Check the status of the online deployment

Check the logs to see whether the model was deployed without error.

To view log output, select the Logs tab from the endpoint's page. If you have multiple deployments in your endpoint, use the dropdown to select the deployment whose log you want to see.

A screenshot of observing deployment logs in the studio.

By default, logs are pulled from the inference server. To see logs from the storage initializer container, use the Azure CLI or Python SDK (see each tab for details). Logs from the storage initializer container provide information on whether code and model data were successfully downloaded to the container. For more information on deployment logs, see Get container logs.

Invoke the endpoint to score data by using your model

Use the Test tab in the endpoint's details page to test your managed online deployment. Enter sample input and view the results.

  1. Select the Test tab in the endpoint's detail page.

  2. Use the dropdown to select the deployment you want to test.

  3. Enter the sample input.

  4. Select Test.

    A screenshot of testing a deployment by providing sample data, directly in your browser.

(Optional) Update the deployment

Currently, the studio allows you to make updates only to the instance count of a deployment.

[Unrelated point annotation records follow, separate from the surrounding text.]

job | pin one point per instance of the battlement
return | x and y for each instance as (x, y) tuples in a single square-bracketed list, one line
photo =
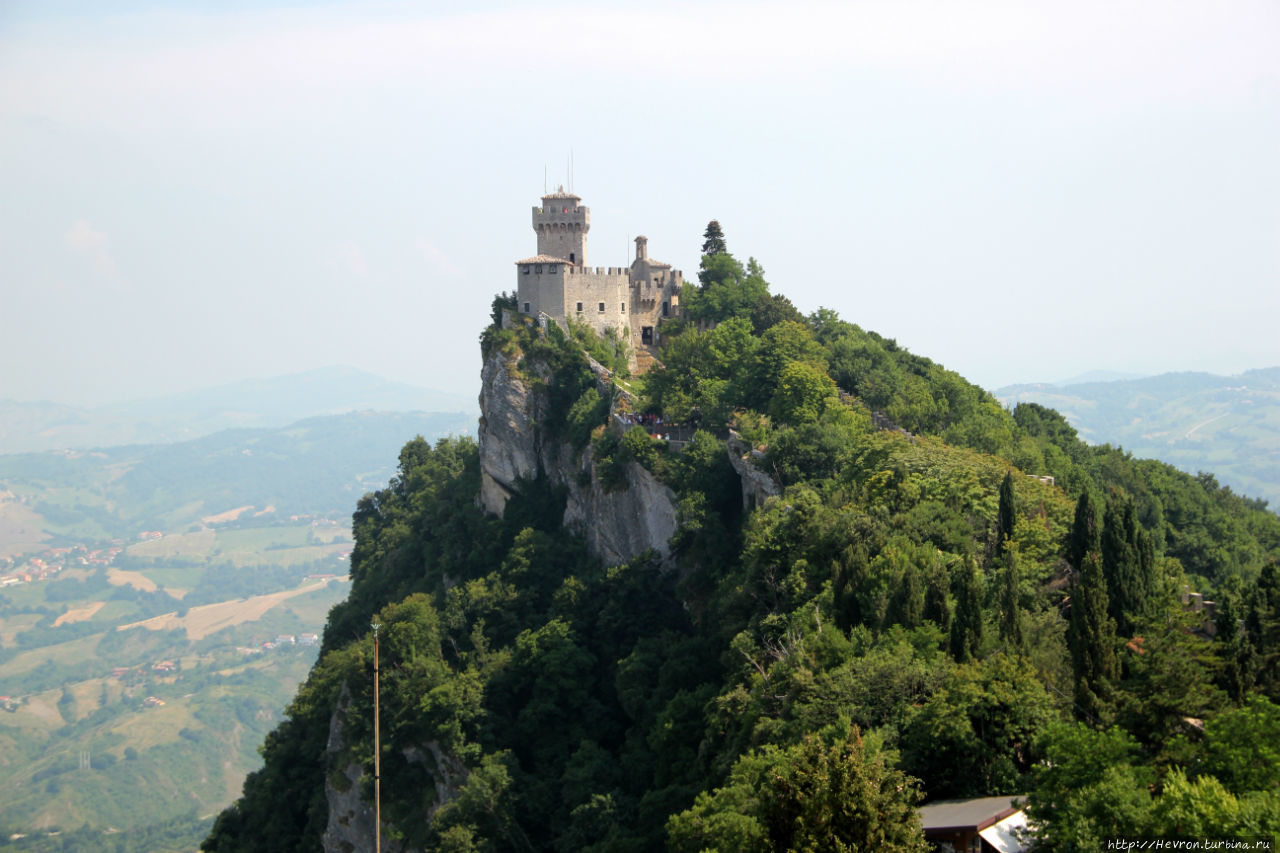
[(597, 270), (558, 284)]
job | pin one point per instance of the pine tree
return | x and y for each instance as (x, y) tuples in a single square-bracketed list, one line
[(1006, 516), (1091, 637), (713, 238), (967, 626)]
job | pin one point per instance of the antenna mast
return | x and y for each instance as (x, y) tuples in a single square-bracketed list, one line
[(378, 757)]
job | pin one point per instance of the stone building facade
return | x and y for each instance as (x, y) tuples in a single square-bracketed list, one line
[(557, 282)]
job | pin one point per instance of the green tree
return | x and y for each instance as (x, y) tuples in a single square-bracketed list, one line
[(1006, 514), (1242, 746), (1091, 635), (713, 238), (803, 392), (974, 737), (1086, 788), (1086, 534), (967, 625), (1010, 603), (937, 607), (814, 796), (1128, 565)]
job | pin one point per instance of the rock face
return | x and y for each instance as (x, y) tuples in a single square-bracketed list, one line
[(617, 525), (351, 819), (757, 486)]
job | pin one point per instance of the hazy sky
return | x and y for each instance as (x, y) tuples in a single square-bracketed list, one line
[(200, 192)]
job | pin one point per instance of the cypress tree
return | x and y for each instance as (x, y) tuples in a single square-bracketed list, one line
[(1006, 516), (1086, 537), (937, 609), (1091, 637), (1128, 565), (851, 579), (967, 626), (1234, 649), (713, 238), (1264, 626), (1010, 612), (909, 610)]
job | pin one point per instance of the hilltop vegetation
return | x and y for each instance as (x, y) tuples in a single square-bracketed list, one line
[(914, 616)]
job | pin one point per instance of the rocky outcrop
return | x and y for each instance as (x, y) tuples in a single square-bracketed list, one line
[(510, 407), (617, 525), (757, 486), (351, 820)]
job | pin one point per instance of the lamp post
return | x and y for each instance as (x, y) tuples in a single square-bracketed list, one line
[(378, 756)]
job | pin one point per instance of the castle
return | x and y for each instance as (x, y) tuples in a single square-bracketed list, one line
[(557, 283)]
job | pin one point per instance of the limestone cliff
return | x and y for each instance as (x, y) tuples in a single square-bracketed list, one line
[(617, 525)]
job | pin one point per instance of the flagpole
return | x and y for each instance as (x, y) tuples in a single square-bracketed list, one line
[(378, 757)]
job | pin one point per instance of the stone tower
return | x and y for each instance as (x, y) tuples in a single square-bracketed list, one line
[(562, 223), (557, 284)]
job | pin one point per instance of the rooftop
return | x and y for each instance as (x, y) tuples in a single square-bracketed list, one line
[(967, 813)]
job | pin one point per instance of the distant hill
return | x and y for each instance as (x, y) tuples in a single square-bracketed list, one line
[(1198, 422), (141, 673), (32, 427), (318, 465)]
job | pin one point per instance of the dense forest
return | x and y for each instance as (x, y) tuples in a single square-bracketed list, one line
[(946, 600)]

Use the following instructions to scale an individual deployment up or down by adjusting the number of instances:

  1. Open the endpoint's Details page and find the card for the deployment you want to update.
  2. Select the edit icon (pencil icon) next to the deployment's name.
  3. Update the instance count associated with the deployment. You can choose between Default or Target Utilization for "Deployment scale type".
    • If you select Default, you cal also specify a numerical value for the Instance count.
    • If you select Target Utilization, you can specify values to use for parameters when autoscaling the deployment.
  4. Select Update to finish updating the instance counts for your deployment.

Note

The update to the deployment in this section is an example of an in-place rolling update.

  • For a managed online endpoint, the deployment is updated to the new configuration with 20% nodes at a time. That is, if the deployment has 10 nodes, 2 nodes at a time are updated.
  • For a Kubernetes online endpoint, the system iteratively creates a new deployment instance with the new configuration and deletes the old one.
  • For production usage, you should consider blue-green deployment, which offers a safer alternative for updating a web service.

(Optional) Configure autoscaling

Autoscale automatically runs the right amount of resources to handle the load on your application. Managed online endpoints support autoscaling through integration with the Azure monitor autoscale feature. To configure autoscaling, see How to autoscale online endpoints.

(Optional) Monitor SLA by using Azure Monitor

To view metrics and set alerts based on your SLA, complete the steps that are described in Monitor online endpoints.

(Optional) Integrate with Log Analytics

The get-logs command for CLI or the get_logs method for SDK provides only the last few hundred lines of logs from an automatically selected instance. However, Log Analytics provides a way to durably store and analyze logs. For more information on using logging, see Monitor online endpoints.

Delete the endpoint and the deployment

If you aren't going use the endpoint and deployment, you should delete them. By deleting the endpoint, you also delete all its underlying deployments.

  1. Go to the Azure Machine Learning studio.
  2. In the left navigation bar, select the Endpoints page.
  3. Select an endpoint by checking the circle next to the model name.
  4. Select Delete.

Alternatively, you can delete a managed online endpoint directly by selecting the Delete icon in the endpoint details page.